UK paperback

Cover

Evade, then invade

According to the newly released minutes of his January 2003 meeting with George W. Bush (detailed in the new edition of Philippe Sands’s excellent book, Lawless World), Tony Blair said that:

a second Security Council resolution would provide an insurance policy against the unexpected, and international cover, including with the Arabs.

“International cover” is an evocative phrase. What was meant by it? “Cover” has various interrelated military meanings. It can be covering fire, as when a soldier shoots at the enemy in order to distract from his comrade’s movements. It can be a place to evade fire, a nook or ditch or wall. Or it can be a cover story: the fictional role of someone who is actually an espionage agent, as in the cover of CIA proliferation investigator Valerie Plame that was deliberately blown by a spiteful US administration, even after the CIA had already told Dick Cheney that the story of Iraq seeking Nigerian yellowcake uranium was untrue.

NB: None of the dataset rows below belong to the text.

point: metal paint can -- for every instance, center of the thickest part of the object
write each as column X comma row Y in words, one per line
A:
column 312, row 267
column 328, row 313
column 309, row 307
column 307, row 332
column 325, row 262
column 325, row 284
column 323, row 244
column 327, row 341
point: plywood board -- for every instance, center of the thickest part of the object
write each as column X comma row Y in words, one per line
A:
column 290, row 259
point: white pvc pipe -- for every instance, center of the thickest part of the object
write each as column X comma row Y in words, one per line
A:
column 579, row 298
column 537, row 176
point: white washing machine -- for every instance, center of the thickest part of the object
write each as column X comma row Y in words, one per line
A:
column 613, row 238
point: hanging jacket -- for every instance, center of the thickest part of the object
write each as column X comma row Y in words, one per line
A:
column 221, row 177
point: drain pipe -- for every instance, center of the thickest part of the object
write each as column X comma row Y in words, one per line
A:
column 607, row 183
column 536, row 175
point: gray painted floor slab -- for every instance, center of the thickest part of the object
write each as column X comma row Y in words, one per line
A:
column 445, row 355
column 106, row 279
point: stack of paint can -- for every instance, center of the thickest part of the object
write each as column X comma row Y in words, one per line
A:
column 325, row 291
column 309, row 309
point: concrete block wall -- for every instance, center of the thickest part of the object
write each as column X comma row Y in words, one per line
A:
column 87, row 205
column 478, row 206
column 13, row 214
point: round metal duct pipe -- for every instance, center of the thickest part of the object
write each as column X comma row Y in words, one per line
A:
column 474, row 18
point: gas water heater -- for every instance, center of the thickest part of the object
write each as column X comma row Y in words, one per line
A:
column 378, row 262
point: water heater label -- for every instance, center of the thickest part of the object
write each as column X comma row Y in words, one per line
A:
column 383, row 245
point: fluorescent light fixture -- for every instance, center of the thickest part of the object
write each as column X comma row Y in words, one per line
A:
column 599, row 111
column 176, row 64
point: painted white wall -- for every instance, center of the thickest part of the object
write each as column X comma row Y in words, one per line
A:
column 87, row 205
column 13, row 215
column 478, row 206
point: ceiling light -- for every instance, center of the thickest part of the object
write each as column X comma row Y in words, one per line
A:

So why did Bush and Blair talk about “international cover”?


Did it reflect a plan to adopt an offensive firing position so as to suppress the enemy’s response, as eventually happened with the cynical mistranslation of Jacques Chirac’s words when the UK and US blamed France for the failure to get a second UN resolution? Or was it an appeal to the idea of a “cover story”, a fictional identity or “legend”, as spy novelists tell us they say in the trade? Perhaps the two leaders were seduced by a glamorous vision of themselves as a pair of hard-boiled James Bonds, saving the world one war at a time.

Lucky, then, that “the Arabs” would be so easily fooled by this “cover”. Subsequent events proved just how easy it was to pull the wool over the eyes of “the Arabs”: who among them, after all, ever doubted Bush’s and Blair’s sincerity?

Or perhaps “cover” meant a rhetorical shelter from the sniping of war critics. It is good, no doubt, that Bush and Blair wanted to place themselves out of the line of fire. Democratic dissent is surely the enemy of freedom. But perhaps there were some Iraqi civilians who wished just as devoutly for “cover” once the bombs of “Shock and Awe” began to fall.